Just as in an ecosystem, then, a business domain thrives if firms are healthy. But if significant players in an industry are out of balance or unhealthy, then the entire domain may suffers.  Such is the shared fate of business networks.

And that, it turns out, is the point about Enron. The firm was seen to be pursuing a keystone strategy — a master of the “asset light” approach that would turn out to be the next Wal-Mart, or Microsoft, or Li & Fung. It enjoyed a reputation as an innovator, for having successfully entered the deregulated market for gas. It seemed to understand the importance of occupying critical hubs in the various industries that it entered, one after the other — electric power, Internet bandwidth, pulp and paper, water, weather derivatives.

But its understanding ended there. Enron was a faux keystone, the authors write. In fact, the company pursued an extreme form of the landlord strategy, egged on by the stock market and the business press, extracting unsustainable amounts of value from its transactions, ignoring and even actively damaging the health of the networks it served.  Its celebrated Enron Online trading platform turned out not be a vehicle on which others could build, as is,  say, Wal-Mart’s Retail Link database; rather it was a means of outfoxing its customers by  concealing pricing information while boasting of its transparency. Enron wasn’t about sharing information, reducing complexity or creating stability, the authors say; it was about inventing new ways to game the market. 

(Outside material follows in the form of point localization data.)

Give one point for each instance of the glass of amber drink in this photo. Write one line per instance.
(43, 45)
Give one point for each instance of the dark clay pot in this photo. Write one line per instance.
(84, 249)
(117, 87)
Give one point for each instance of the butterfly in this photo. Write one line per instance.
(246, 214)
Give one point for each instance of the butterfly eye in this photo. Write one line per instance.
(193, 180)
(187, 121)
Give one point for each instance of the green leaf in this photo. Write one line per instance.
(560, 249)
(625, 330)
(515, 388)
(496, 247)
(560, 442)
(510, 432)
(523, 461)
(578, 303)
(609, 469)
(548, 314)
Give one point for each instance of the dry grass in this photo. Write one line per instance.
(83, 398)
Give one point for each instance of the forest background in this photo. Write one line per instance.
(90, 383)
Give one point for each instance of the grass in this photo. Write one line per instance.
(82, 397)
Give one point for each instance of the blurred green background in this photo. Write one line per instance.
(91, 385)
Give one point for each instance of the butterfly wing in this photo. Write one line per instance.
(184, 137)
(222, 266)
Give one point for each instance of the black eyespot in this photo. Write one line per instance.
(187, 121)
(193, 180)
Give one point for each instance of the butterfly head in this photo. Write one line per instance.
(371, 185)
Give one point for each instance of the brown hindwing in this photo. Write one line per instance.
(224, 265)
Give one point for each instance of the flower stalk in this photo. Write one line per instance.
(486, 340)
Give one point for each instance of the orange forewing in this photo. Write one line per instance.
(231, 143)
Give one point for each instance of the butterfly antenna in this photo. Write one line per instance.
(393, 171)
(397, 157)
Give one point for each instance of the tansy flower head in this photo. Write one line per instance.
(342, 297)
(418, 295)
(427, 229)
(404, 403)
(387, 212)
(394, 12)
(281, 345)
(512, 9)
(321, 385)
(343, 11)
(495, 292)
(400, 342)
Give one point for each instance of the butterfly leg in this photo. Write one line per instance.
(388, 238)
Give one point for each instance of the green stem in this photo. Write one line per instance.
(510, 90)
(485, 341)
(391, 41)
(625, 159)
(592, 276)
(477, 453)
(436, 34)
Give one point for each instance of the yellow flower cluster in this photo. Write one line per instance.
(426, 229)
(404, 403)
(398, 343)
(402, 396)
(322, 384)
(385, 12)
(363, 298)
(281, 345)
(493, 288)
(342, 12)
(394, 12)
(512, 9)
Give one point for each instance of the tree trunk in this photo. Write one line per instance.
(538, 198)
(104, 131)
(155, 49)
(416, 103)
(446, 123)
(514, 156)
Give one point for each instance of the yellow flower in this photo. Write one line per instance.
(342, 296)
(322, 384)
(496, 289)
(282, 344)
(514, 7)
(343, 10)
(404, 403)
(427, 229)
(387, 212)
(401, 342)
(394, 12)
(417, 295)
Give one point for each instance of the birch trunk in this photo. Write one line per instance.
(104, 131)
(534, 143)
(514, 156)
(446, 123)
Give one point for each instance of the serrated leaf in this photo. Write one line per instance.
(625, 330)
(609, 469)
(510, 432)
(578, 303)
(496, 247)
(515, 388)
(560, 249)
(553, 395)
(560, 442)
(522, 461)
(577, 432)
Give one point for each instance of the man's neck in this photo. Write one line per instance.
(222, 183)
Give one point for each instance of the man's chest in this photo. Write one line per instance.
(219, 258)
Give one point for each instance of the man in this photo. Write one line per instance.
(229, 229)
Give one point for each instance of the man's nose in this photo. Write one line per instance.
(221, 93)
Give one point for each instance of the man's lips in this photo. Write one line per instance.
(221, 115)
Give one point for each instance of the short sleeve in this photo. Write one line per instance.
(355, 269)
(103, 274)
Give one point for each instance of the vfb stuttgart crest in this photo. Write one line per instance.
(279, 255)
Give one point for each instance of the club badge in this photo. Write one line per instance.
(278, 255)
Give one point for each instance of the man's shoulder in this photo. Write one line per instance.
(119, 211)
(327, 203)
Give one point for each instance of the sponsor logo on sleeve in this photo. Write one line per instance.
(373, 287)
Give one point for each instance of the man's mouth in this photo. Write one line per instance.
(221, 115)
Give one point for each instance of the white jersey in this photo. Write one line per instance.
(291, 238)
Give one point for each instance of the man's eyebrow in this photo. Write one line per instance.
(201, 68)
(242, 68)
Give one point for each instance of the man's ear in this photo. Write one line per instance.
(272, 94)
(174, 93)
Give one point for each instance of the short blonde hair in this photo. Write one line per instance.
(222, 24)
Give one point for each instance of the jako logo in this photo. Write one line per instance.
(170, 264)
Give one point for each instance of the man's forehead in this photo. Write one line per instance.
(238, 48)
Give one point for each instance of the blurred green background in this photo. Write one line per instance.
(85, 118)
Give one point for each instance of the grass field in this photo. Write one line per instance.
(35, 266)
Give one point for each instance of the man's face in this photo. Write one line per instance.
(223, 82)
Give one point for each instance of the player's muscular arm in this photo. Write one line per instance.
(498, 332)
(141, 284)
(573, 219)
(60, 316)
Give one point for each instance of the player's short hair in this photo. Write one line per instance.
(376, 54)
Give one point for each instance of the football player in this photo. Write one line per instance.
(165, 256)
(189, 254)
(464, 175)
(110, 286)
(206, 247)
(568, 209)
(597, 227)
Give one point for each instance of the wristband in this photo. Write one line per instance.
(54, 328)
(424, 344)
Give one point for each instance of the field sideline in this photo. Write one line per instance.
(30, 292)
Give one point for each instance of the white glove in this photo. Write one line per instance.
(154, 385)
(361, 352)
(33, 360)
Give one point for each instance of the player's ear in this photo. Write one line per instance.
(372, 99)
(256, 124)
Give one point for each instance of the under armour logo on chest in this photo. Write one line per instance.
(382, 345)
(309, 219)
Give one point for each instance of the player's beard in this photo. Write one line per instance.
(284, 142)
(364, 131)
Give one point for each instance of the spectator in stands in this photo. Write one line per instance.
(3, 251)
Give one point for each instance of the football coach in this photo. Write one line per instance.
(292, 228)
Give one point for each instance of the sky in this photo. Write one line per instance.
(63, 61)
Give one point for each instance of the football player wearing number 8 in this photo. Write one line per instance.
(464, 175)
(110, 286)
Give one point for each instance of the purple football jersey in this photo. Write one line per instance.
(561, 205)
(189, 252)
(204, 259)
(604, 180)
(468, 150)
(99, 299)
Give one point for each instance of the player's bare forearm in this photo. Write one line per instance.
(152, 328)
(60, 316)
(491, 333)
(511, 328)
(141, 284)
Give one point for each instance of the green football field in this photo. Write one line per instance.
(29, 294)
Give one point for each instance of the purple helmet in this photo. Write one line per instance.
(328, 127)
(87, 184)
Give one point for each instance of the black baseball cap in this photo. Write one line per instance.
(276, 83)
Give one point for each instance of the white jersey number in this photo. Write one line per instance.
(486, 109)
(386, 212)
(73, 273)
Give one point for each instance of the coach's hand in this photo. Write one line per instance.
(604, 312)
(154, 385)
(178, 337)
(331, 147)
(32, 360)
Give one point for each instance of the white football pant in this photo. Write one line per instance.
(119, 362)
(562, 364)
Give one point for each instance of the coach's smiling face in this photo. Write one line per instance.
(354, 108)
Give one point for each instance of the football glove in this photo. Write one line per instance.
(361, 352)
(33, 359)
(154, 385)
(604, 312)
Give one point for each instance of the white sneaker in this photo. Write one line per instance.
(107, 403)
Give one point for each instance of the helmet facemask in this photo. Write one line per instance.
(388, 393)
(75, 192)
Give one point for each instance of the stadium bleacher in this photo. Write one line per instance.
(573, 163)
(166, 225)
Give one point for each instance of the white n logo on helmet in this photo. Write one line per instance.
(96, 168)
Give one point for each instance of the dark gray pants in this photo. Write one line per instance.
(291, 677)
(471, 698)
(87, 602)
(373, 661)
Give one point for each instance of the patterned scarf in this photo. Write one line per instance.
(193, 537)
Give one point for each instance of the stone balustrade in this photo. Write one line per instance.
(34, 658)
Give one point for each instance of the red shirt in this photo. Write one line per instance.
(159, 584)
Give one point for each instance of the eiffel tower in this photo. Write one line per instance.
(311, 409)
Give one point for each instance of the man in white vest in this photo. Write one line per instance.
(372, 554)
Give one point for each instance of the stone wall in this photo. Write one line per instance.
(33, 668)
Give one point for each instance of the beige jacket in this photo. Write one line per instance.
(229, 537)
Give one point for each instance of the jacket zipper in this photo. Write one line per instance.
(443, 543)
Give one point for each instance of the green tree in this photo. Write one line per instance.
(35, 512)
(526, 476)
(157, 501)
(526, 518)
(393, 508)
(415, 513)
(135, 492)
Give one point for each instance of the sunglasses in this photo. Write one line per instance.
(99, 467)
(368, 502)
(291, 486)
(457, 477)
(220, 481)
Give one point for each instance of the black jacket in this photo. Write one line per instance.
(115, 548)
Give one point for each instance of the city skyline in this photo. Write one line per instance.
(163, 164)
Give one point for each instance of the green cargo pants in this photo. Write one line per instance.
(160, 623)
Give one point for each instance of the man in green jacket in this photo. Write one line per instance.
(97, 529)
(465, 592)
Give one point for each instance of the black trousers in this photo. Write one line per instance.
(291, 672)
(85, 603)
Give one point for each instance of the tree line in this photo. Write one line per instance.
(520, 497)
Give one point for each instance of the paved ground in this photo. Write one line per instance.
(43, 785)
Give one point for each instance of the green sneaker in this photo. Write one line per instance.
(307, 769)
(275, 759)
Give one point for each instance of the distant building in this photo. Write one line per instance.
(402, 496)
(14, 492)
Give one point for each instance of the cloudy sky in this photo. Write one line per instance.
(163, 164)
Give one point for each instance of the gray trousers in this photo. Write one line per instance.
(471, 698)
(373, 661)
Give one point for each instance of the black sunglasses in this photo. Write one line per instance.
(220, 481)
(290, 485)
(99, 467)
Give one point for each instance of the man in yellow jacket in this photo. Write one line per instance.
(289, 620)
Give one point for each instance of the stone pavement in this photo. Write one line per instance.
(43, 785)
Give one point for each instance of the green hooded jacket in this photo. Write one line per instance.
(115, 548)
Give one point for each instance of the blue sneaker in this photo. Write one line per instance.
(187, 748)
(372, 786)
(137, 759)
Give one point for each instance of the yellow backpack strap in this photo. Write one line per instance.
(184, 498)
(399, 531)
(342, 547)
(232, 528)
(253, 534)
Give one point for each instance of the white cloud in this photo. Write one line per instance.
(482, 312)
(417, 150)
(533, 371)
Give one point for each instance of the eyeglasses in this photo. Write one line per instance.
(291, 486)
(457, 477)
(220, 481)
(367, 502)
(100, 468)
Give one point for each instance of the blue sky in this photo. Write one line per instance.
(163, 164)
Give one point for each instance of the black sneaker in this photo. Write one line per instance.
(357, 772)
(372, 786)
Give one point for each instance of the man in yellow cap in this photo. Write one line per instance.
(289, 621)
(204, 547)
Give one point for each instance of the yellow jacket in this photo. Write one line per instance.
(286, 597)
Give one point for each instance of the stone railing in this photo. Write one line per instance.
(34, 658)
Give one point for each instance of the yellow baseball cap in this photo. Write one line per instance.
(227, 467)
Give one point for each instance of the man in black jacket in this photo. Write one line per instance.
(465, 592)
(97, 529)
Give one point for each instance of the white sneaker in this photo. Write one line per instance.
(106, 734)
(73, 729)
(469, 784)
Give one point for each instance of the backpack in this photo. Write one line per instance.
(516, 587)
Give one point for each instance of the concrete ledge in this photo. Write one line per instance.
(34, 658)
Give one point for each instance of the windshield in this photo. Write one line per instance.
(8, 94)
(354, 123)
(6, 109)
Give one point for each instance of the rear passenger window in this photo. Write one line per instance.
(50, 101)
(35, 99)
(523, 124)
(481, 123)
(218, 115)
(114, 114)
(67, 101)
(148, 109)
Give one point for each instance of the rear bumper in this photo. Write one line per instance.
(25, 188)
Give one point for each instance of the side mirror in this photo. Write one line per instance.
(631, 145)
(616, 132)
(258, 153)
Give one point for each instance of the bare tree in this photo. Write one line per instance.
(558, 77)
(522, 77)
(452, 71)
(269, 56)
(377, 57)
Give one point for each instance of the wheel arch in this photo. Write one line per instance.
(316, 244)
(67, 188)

The worst part is that there is reason to believe that Enron didn’t even know what it was doing, say Iansiti and Levien. “All too often executives in organizations ranging from AOL to Enron simply had no understanding of how some immediate decision they had to make could have an impact on companies they did not even know existed.”

It wasn’t just the well-publicized trading strategies that were devised by anything-goes its traders to fleece its customers — “Megawatt Laundering,” “Daisy Chain Swap” and “Death Star.”  It was Enron’s utter disregard for everyone else in the industry — including competitors who might have provided a check on its ruthless and self-destructive behavior.

Such executives thus are perhaps a little like the fur traders who nearly extinguished the sea otter in the Pacific Northwest. All the more reason, therefore, for strategists and economists to pursue the ecological and evolutionary perspectives in the coming years.